Join us in Atlanta on April 10th and explore the landscape of security workforce. We will explore the vision, benefits, and use cases of AI for security teams. Request an invite here.
Ever since the groundbreaking research paper “Attention is All You Need” debuted in 2017, the concept of transformers has dominated the generative AI landscape.
Transformers however are not the only path forward with generative AI. A new approach from AI21 Labs dubbed “Jamba” looks to go beyond transformers. Jamba combines the Mamba model, which is based on the Structured State Space model (SSM), along with a transformer architecture to create an optimized gen AI model. Jamba is an acronym that stands for Joint Attention and Mamba (Jamba) architecture, and it aims to bring the best attributes of SSM and transformers together. Jamba is being released as an open-source model under the Apache 2.0 license.
To be clear, it’s not likely that Jamba will replace current transformer-based large language models (LLM) today, but it will likely be a supplement in certain areas. According to AI21 Labs Jamba can outperform traditional transformer-based models on generative reasoning tasks as measured by benchmarks such as HellaSwag. However, it currently does not outperform transformer-based models on other critical benchmarks such as the Massive Multitask Language Understanding (MMLU) for problem-solving.
Jamba isn’t just a new Jurassic take from AI21 Labs
AI21 Labs has a particular focus on gen AI for enterprise use cases. The company raised $155 million in Aug. 2023 to support it’s growing efforts.
The company’s enterprise tools include Wordtune, an optimized service to help enterprises generate content that matches an organization’s tone and brand. A121 Labs told VentureBeat in 2023 that it often competes and directly wins against gen AI giant OpenAI for enterprise business.
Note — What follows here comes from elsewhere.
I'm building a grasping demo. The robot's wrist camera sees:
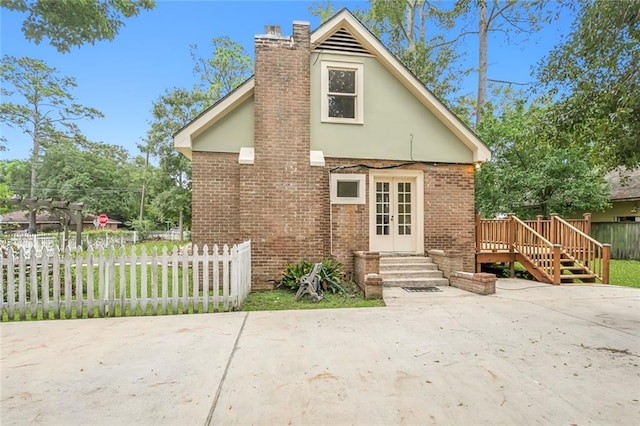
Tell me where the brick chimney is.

To date, AI21 Labs’ LLM technology has relied on the transformer architecture, just like every other LLM. Just over a year ago, the company introduced its Jurassic-2 LLM family, which is part of the AI21 Studio natural language processing (NLP)-as-a-service platform and is also available via APIs for enterprise integrations.
Jamba is not an evolution of Jurassic, it’s something quite different as a hybrid SSM and transformer model.
Attention isn’t all you need, you also need context
Transformers have dominated the gen AI landscape to date, but still have some shortcomings. Most notable is the fact that inference generally slows as context windows grow.
As the AI21 Labs researchers note, a transformer’s attention mechanism scales with sequence length and slows down throughput, as each token depends on the entire sequence that came before it. This places long context use cases outside the scope of efficient production.
The other issue highlighted by AI21 Labs is the large memory footprint requirement for scaling transformers. The transformer memory footprint scales with context length, making it challenging to run long context windows or numerous parallel batches without extensive hardware resources.
The context and memory resources issues are two concerns that the SSM approach looks to solve.
The Mamba SSM architecture was originally proposed by researchers at Carnegie Mellon and Princeton Universities, with less memory requirement and a different attention mechanism to handle large context windows. However, the Mamba approach struggles to provide the same output level as a transformer model. The Jamba hybrid SSM Transformer approach is an attempt to combine the resource and context optimization of the SSM architecture with the strong output capabilities of a transformer.
AI21 Labs’ Jamba model offers a 256K context window and can deliver 3x throughput on long contexts compared to Mixtral 8x7B. AI21 Labs also claims that Jamba is the only model in its size class that fits up to 140K context on a single GPU.
Of note, just like Mixtral, Jamba uses a Mixture of Experts (MoE) model. However, Jamba uses MoE as part of its hybrid SSM Transformer approach, which allows for an extreme level of optimization. Specifically, Jamba’s MoE layers allow it to draw on just 12B of its available 52B parameters at inference, making those 12B active parameters more efficient than a Transformer-only model of equivalent size, according to AI21 Labs.
It’s still early days for Jamba and it’s not yet part of an enterprise offering from AI21 Labs. The company plans to offer an instruct version on the AI21 Platform as a beta soon.